United States v. Whiting Pools, Inc.

PETITIONER: United States
RESPONDENT: Whiting Pools, Inc.

DOCKET NO.: 82-215
DECIDED BY: Burger Court (1981-1986)
LOWER COURT: United States Court of Appeals for the Second Circuit

CITATION: 462 US 198 (1983)
ARGUED: Apr 19, 1983
DECIDED: Jun 08, 1983

Lloyd H. Relin - on behalf of the Respondent
Stuart A. Smith - on behalf of the Petitioner

Facts of the case


Media for United States v. Whiting Pools, Inc.

Audio Transcription for Oral Argument - April 19, 1983 in United States v. Whiting Pools, Inc.

Warren E. Burger:

We will hear arguments next in United States against Whiting Pools.

Mr. Smith, I think you may proceed when you are ready.

Stuart A. Smith:

Mr. Chief Justice, and may it please the Court, this bankruptcy tax collection case comes here on writ of certiorari to the Second Circuit.

It presents an important question under the new Bankruptcy Code, whether a Bankruptcy Court in a reorganization proceeding under Chapter 11 may compel the government under Section 542(a) of the Bankruptcy Code to turn over to the debtor in possession property which the government had seized by levy to satisfy the debtor's delinquent federal tax liabilities prior to the filing of the bankruptcy petition.

The facts are relatively simple, and can be summarized as follows.

Respondent is a corporation engaged in the business of servicing swimming pools.

In 1979 and 1980, it had unpaid assessments for withholding, employee withholding and social security taxes amounting to some $92,000.

These liabilities had gone unpaid for almost as much as two years, and on January 14th, 1981, the Internal Revenue Service exercised its statutory rights to levy on Respondent's inventory equipment and other tangible property.

This was done by placing a padlock on the premises, and the property therefore was seized pursuant to Section 6331(a) of the Internal Revenue Code.

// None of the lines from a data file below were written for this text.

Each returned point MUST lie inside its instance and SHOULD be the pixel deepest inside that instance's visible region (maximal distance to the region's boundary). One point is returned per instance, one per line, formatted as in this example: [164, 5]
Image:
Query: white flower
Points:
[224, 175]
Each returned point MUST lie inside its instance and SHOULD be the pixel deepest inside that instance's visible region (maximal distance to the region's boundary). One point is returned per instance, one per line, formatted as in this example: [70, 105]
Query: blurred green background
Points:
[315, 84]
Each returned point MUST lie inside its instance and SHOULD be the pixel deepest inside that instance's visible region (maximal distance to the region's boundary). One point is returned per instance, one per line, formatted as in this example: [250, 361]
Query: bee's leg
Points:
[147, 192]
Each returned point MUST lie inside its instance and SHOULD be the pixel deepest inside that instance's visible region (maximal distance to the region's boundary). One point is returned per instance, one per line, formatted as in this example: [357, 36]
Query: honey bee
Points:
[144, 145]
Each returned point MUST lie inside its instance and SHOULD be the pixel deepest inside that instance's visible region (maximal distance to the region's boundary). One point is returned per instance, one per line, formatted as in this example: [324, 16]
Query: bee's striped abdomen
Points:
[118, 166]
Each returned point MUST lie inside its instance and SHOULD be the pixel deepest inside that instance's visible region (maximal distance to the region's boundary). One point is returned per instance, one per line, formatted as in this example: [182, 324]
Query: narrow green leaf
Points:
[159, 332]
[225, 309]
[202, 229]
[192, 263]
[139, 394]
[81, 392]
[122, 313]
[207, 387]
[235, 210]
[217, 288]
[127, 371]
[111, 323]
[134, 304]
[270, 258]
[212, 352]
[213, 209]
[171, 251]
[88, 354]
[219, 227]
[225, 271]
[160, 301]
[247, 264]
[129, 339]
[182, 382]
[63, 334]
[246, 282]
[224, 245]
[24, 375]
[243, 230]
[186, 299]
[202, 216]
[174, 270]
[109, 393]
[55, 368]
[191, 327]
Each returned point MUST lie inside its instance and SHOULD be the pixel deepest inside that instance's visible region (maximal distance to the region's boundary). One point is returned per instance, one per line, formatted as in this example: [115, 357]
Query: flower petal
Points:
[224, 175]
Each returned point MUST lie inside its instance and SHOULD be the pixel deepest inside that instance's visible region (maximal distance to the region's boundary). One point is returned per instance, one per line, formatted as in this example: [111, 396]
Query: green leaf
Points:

The very next day, January 15th, 1981, Respondent filed a petition for reorganization under Chapter 11 of the Bankruptcy Code.

Warren E. Burger:

What was the value of the property seized when the adjustment, $20,000 adjustment was made?

Stuart A. Smith:

Well, the value of the property was found by the Bankruptcy Court to have a liquidating value of $35,000.

Warren E. Burger:

What was the amount of the government's claim?

Stuart A. Smith:

The amount of the government's claim is $92,000.

The $20,000 adjustment, Mr. Chief Justice, is somewhat of a... well, it is really not before the Court, because it involves the adequate protection question, but let me simply say in passing that the government took the position, correctly, we think, below, that that $20,000 did not constitute adequate protection because that was $20,000 in the bank account that the government had exercised its seizure rights.

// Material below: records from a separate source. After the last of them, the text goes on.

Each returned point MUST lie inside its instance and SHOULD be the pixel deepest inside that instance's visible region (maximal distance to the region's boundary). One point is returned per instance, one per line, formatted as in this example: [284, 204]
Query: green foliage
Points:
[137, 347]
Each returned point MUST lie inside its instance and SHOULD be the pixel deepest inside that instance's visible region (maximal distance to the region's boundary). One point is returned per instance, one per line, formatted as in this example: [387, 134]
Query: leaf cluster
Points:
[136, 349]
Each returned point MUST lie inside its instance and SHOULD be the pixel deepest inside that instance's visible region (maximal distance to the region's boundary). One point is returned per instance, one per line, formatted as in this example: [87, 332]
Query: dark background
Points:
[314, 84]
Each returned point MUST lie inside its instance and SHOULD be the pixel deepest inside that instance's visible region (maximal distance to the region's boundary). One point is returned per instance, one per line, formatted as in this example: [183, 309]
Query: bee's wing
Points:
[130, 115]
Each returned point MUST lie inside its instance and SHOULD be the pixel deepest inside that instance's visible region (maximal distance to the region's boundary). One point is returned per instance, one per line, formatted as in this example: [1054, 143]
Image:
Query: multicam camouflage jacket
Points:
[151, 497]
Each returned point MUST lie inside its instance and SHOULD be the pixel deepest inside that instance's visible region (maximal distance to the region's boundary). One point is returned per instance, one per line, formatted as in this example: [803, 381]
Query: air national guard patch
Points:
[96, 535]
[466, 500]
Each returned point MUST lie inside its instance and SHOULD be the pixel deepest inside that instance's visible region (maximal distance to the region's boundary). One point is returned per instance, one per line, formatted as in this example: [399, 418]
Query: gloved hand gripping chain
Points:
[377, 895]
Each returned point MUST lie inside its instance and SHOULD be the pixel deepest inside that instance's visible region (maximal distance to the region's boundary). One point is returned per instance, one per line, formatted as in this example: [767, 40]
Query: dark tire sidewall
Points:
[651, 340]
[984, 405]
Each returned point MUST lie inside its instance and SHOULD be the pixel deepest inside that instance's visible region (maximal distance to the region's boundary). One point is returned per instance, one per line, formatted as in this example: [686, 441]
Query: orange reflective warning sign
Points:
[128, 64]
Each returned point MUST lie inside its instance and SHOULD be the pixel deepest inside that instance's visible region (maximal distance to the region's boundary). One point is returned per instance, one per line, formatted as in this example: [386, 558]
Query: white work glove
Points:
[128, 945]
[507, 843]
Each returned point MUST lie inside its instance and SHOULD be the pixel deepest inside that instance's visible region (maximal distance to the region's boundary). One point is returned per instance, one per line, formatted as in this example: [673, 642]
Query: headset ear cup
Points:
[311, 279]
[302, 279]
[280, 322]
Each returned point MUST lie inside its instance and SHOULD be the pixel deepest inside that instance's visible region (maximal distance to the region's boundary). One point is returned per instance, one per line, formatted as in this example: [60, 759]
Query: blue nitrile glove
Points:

So what was being done essentially was saying... was the Bankruptcy Court saying, well, you have adequate protection here because I am going to take this $20,000.

You have got $20,000 already.

That was with respect to another seizure.

But in any event, it is not before the Court.

By doing this, by filing this petition, the Respondent became a debtor in possession, and one month later, in February, the Internal Revenue Service sought to exercise its statutory rights under Section 6335 of the Code to sell the seized property and to reduce it to cash and to apply it against the tax liability.

It then, because of that, because it wished to do that, it went into bankruptcy... it went into the Bankruptcy Court on February 18th and sought an order from the bankruptcy judge that the automatic stay provisions of Section 362 did not bar its sale of the property, principally because the property was seized.

It was not part of the bankruptcy estate.

Respondent counterclaimed and sought an order which is at issue here, the propriety of which is at issue here, requiring the government to turn over the seized property under Section 542(a) of the Bankruptcy Code.

The Bankruptcy Court upheld the government on the issue that is before the Court.

It held that Respondent was not entitled to compel a turnover order... to a turnover order under 542(a), and the District Court on review likewise upheld the government.

It basically held, in accordance with our submission here, that the seized property was not property of the estate within the meaning of the pertinent provisions of the Bankruptcy Code, and was hence not subject to turnover.

William H. Rehnquist:

Do you think the District Court or the Bankruptcy Court based that view on the... analogizing the government's position here to that of any seizing secured creditor, or on the basis of peculiar to the government's position?

Stuart A. Smith:

I think on the basis of peculiar to the government's position, that the government is not simply seizing secured credit, but operates, as the Court... as we point out in our brief, and the Court recognized in Phelps, the government... the government's position as tax collector is really quite different and distinct, and Congress has so made it different and distinct because of the involuntary nature of the government's creditor relationship.

In other words, we did not... unlike a bank, we did not enter into a voluntary relationship with Respondent to lend it money, and hope, you know, and take collateral.

We basically... Here we are in the position where, as the Court of Appeals itself recognized, the Respondent helped itself to the government's money.